Personal information
- Full name: Moses Arita
- Date of birth: 30 November 1991 (age 33)
- Place of birth: Nakuru, Kenya
- Position(s): Striker

Team information
- Current team: Western Stima Football Club
- Number: 9

Senior career*
- Years: Team / Apps / (Gls)
- 2008–2009: St. Andrews Turi /  / (18)
- 2009–2010: Sony Sugar / 27 / (9)
- 2010–2011: Thika United / 21 / (10)
- 2011–2012: KF Tirana / 1 / (0)
- 2012–2013: Thika United / ? / (?)
- 2013: Tusker / ? / (?)
- 2013: Sony Sugar / ? / (?)
- 2014: Thika United
- 2014–2015: Ushuru
- 2016–: Muhoroni Youth

International career^{‡}
- 2011–: Kenya / 2 / (0)

= Moses Arita =

Kenyan footballer (born 1991)

Moses Arita (born 30 November 1991) is a Kenyan professional footballer who currently plays for Western Stima Football Club in the Kenyan Premier League and the Kenya national team as a striker.

==Career==

===Early career===
Arita was born and raised in Nakuru, where he attended Mama Ngina Primary School, he then went to Manor High School in Rift Valley. After completing high school he joined St. Andrews Turi in Molo in 2008 before moving to Kenyan Premier League side Sony Sugar FC in 2009.

===Thika United===
After one season at Sony Sugar, Arita joined Thika United in 2010, where he became an instrumental player in the starting lineup, but it was not until 2011 that he burst into the limelight with his goal-poaching abilities that saw him net 10 goals in 21 games.

===KF Tirana===
Following a recommendation from fellow Kenyan and new KF Tirana signing James Situma, Arita signed a three-year contract with Albania's most successful club in August 2011. He moved to KF Tirana on a free transfer from Thika United on the grounds that the Kenyan club will receive 5% of the players next transfer fee.

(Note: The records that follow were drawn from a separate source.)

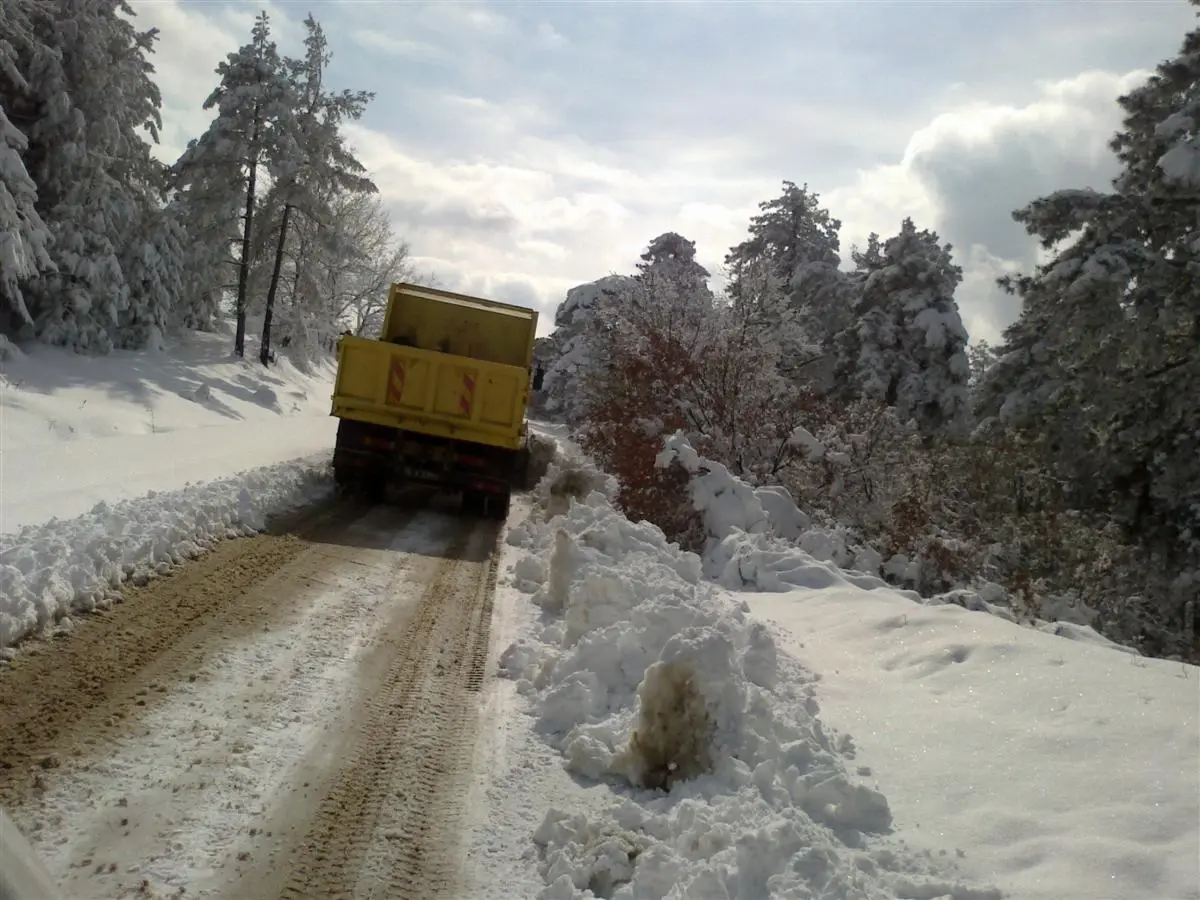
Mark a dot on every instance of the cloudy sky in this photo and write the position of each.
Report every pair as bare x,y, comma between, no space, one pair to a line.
525,148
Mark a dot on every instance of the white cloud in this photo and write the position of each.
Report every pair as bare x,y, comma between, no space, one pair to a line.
526,148
965,172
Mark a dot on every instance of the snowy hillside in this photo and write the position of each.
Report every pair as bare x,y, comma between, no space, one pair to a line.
828,738
118,466
76,430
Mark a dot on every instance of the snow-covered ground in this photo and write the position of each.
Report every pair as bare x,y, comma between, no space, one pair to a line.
78,430
112,467
822,735
851,741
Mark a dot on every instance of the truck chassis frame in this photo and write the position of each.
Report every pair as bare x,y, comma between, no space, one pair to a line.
372,459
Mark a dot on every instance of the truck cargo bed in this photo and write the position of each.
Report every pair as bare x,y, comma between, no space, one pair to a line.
431,393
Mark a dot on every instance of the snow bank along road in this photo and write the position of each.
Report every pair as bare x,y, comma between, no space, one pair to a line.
293,714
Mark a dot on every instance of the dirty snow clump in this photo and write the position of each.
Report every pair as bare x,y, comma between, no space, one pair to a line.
725,783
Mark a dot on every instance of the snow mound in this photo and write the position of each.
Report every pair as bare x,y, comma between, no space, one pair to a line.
48,571
759,540
725,781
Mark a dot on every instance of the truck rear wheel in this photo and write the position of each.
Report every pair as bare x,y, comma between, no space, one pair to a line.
375,486
498,507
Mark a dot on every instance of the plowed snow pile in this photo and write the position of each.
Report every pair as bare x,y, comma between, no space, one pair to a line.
725,781
49,571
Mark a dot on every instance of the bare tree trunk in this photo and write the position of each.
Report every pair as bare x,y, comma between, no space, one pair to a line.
239,341
264,353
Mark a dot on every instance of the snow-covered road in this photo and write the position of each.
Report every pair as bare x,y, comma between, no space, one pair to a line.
291,713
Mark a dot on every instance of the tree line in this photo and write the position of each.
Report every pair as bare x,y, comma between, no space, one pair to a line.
1057,474
268,213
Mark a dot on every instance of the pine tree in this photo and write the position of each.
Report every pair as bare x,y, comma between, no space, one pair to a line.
327,166
1103,359
909,347
24,238
253,136
797,239
84,99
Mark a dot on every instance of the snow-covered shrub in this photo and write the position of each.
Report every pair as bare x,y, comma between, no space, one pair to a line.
544,451
725,781
571,479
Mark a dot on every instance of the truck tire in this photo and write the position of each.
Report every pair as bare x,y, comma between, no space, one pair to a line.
375,486
498,507
473,503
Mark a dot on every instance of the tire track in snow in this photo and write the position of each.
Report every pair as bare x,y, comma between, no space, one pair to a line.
186,773
389,825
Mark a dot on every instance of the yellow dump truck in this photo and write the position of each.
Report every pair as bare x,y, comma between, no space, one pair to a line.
439,399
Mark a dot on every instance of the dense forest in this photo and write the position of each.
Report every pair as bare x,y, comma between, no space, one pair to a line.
268,213
1057,474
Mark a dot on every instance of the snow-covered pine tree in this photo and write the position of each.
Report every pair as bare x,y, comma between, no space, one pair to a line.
363,261
253,136
85,101
575,349
1104,354
24,237
327,167
909,347
797,239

===Return to Thika United===
After a rather unsuccessful season at KF Tirana, Arita returned to Thika United for the 2012 Kenyan Premier League. He made a decision to remain in Kenya after he returned there following visa complications experienced in Albania. He finished the season as his club's second top scorer with 6 goals, behind leader Kepha Aswani, who finished the season as the league's third top scorer with 12 goals.

===Tusker===
Arita's success at Thika in 2012 led league champions Tusker and former champions Sofapaka into a race for his signature. After much speculation, Arita finally signed to the former in late December 2012.